# autograd

In [1]:
%%HTML
<style> body {--vscode-font-family: "aptos"} </style>

### input initialization
data is a single 3-channel 64x64 image

label is a single random 1000 class label

In [2]:
import torch
from torchvision.models import resnet18, ResNet18_Weights
model = resnet18(weights=ResNet18_Weights.DEFAULT)
data = torch.rand(1, 3, 64, 64)
labels = torch.rand(1, 1000)

In [3]:
# forward pass
prediction = model(data) # forward pass

# backward pass
loss = (prediction - labels).sum()  # calculate error
loss.backward()  # kick off backward propagation. gradients for each parameter in their .grad attributes

# load optimizer
optim = torch.optim.SGD(model.parameters(), lr=1e-2, momentum=0.9)  # register model parameters in optimizer
optim.step()  # gradient descent: adjust each parameter by gradient stored in .grad

### differentiation in autograd
create two tensors a and b with **requires_grad=True**, which signals to autograd that every operation on them should be tracked.

then create another tensor Q from a and b: $Q=3a^3-b^2$

In [4]:
a = torch.tensor([2., 3.], requires_grad=True)
b = torch.tensor([6., 4.], requires_grad=True)

Q = 3*a**3 - b**2


Let’s assume a and b to be parameters of an NN, and Q to be the error. In NN training, we want gradients of the error w.r.t. parameters, i.e.

$\frac{\partial Q}{\partial a} = 9a^2$

$\frac{\partial Q}{\partial b} = -2b$

When we call .backward() on Q, autograd calculates these gradients and stores them in the respective tensors’ .grad attribute.
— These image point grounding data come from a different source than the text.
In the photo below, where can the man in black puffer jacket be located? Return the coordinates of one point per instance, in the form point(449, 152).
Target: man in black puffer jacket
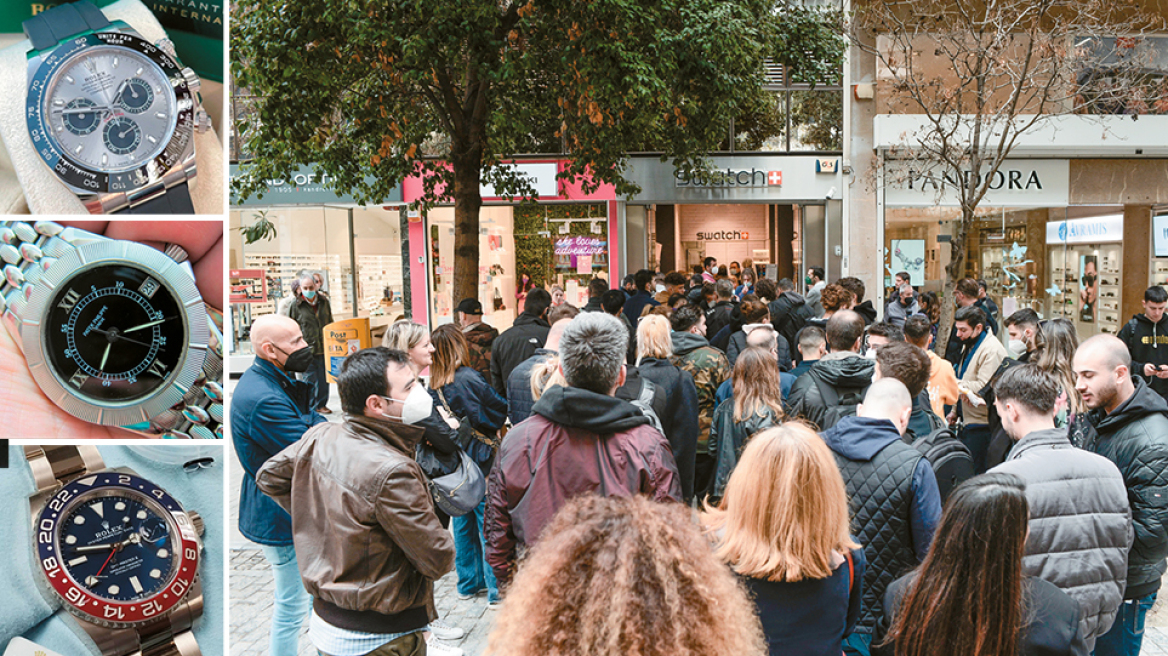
point(836, 383)
point(1131, 421)
point(788, 312)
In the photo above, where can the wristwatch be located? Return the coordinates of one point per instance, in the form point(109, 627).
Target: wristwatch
point(118, 551)
point(111, 114)
point(113, 332)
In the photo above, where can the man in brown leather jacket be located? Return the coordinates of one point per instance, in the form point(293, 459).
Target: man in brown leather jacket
point(579, 439)
point(367, 538)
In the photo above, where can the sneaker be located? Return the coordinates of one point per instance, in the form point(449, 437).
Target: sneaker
point(436, 648)
point(442, 630)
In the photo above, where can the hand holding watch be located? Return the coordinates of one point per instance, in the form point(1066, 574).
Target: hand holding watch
point(111, 114)
point(115, 333)
point(119, 552)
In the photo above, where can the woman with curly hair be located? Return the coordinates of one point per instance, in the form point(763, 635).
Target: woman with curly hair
point(783, 527)
point(614, 576)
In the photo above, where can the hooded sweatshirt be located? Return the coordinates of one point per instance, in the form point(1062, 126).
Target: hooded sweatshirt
point(575, 442)
point(1148, 344)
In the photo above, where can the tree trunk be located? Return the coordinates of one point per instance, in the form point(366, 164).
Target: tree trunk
point(467, 202)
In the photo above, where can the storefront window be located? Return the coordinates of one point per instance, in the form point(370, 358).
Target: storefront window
point(317, 239)
point(1059, 262)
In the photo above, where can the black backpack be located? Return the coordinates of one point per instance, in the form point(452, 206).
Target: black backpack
point(951, 460)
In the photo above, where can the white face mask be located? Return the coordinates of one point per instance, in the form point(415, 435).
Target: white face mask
point(416, 406)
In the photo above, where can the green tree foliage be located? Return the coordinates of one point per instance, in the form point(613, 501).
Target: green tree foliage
point(372, 91)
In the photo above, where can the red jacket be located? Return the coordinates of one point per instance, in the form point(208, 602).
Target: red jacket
point(596, 444)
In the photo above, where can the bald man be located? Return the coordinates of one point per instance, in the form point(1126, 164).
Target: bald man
point(1132, 424)
point(895, 501)
point(270, 410)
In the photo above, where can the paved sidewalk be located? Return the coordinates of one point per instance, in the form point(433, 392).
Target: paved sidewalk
point(251, 592)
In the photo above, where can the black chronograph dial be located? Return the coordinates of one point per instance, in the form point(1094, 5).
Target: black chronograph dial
point(115, 334)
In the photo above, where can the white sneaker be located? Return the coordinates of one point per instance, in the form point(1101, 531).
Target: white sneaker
point(442, 630)
point(438, 649)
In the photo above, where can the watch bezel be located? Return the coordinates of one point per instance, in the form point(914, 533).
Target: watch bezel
point(178, 281)
point(88, 180)
point(84, 604)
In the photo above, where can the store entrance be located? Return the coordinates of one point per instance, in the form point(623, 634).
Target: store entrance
point(791, 237)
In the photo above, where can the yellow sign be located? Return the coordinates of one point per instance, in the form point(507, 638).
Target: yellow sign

We need to explicitly pass a gradient argument in Q.backward() because it is a vector. Gradient is a tensor of the same shape as Q, and it represents the gradient of Q w.r.t. itself, i.e.

$\frac{dQ}{dQ} = 1$

Equivalently, we can also aggregate Q into a scalar and call backward implicitly, like Q.sum().backward().

In [5]:
external_grad = torch.tensor([1., 1.])
Q.backward(gradient=external_grad)

Gradients are now deposited in a.grad and b.grad

In [6]:
# check if collected gradients are correct
print(9*a**2 == a.grad)
print(-2*b == b.grad)

tensor([True, True])
tensor([True, True])